JupyterLab Collab MCP
Give AI assistants full access to your Jupyter notebooks — read, edit, execute, and collaborate in real-time.
Claude Code ←—stdio—→ MCP Server ←—y-websocket—→ JupyterLab
Why?
Claude Code can already edit files, but notebooks are special — they have cells, kernels, outputs, and a live browser UI. This MCP server bridges the gap:
- Real-time sync — edits appear instantly in JupyterLab via y-websocket
- 55 tools — read, edit, execute, search, diff, tag, lock, snapshot, and more
- Cell ID addressing — stable references that survive insertions and deletions
- Multi-agent ready — cell locking, change tracking, and per-agent attribution
- Context-efficient — filter by cell type, skip outputs, limit images
- No extension needed — uses JupyterLab's built-in
jupyter-collaboration
Install
With npx (recommended)
Requires Node.js 18+. No cloning or building needed:
claude mcp add -s user jupyter -- npx jupyterlab-collab-mcp
That's it. npx downloads and caches the package automatically.

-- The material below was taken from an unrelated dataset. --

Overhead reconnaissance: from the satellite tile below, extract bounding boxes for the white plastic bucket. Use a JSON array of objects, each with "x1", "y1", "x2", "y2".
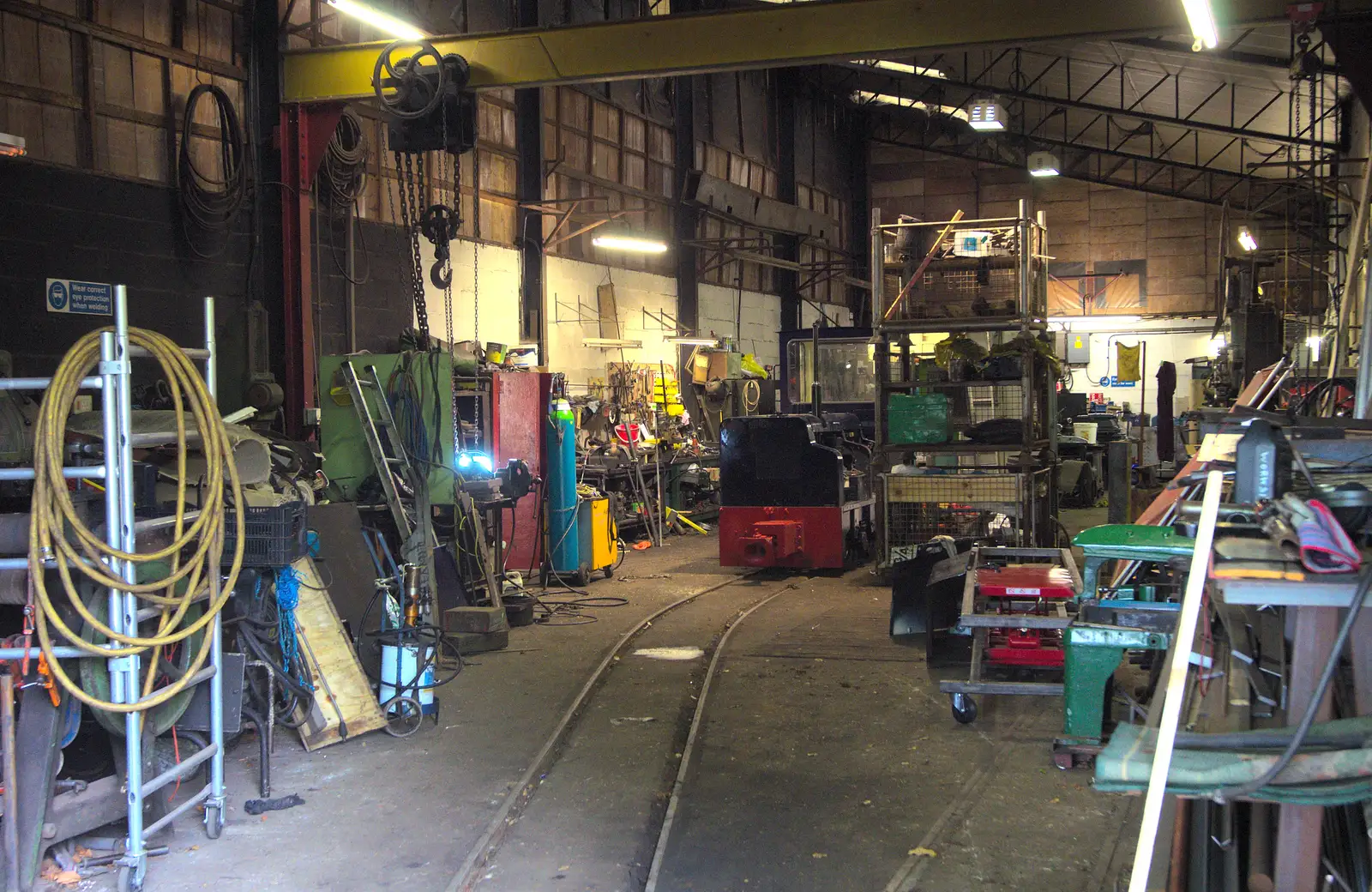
[{"x1": 377, "y1": 643, "x2": 434, "y2": 712}]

With uvx (no Node.js required)
If you don't have Node.js installed, the deno PyPI package bundles Deno — a JavaScript runtime with built-in npm compatibility:
claude mcp add -s user jupyter -- uvx deno -A npm:jupyterlab-collab-mcp
From source (development)
git clone https://github.com/ianhi/jupyterlab-collab-mcp.git
cd jupyterlab-collab-mcp
npm install && npm run build
claude mcp add -s user jupyter -- node $PWD/dist/index.js
Usage
- Start JupyterLab with
jlabx(orjupyter labif you already havejupyter-collaborationinstalled) - In Claude Code: "Connect to http://localhost:8888/lab?token=..."
- Ask Claude to read, edit, or run cells
Most tools also work without a JupyterLab connection by reading/writing .ipynb files directly (no kernel operations in this mode).
jlabx launcher
jlabx launches JupyterLab with all the right extensions (collaboration, LSP, vim, MyST, git) without modifying your project dependencies.
uv tool install jlabx
jlabx
Documentation
Full docs: https://ianhi.github.io/jupyterlab-collab-mcp/
The docs site has detailed tool reference pages, parameter tables, examples, and guides for multi-agent collaboration.
Related Projects
See also datalayer/jupyter-mcp-server — a Python-based alternative with Streamable HTTP transport and streaming execution. See the comparison page for detailed differences.
Development
Setup
git clone https://github.com/ianhi/jupyterlab-collab-mcp.git
cd jupyterlab-collab-mcp
npm install
Dev workflow
Point the MCP server at your local build and run the TypeScript compiler in watch mode:
claude mcp add -s user jupyter -- node $PWD/dist/index.js
npm run build # initial build
npm run watch # recompile on file changes (run in a separate terminal)
After each recompile, run /mcp in Claude Code to reconnect to the updated server. No need to remove and re-add the MCP config.
Why not
tsx --watch? MCP servers are long-running stdio processes.tsx --watchdetects the server as "completed" and kills it, breaking the connection.
Build + test
npm run build # compile TypeScript to dist/
npm run watch # same, but recompile on changes
npm test # run unit tests (vitest)
npm run test:watch # run tests in watch mode
Integration testing
Requires a running JupyterLab with jupyter-collaboration:
jlabx # start JupyterLab (or jupyter lab)
JUPYTER_TOKEN=<token> npm run test:integration # run src/test.ts against it
After changing tool schemas
If you add/remove tools or change their parameters, run /mcp in Claude Code to reconnect. The server caches tool definitions at startup, so a reconnect is needed for schema changes to take effect.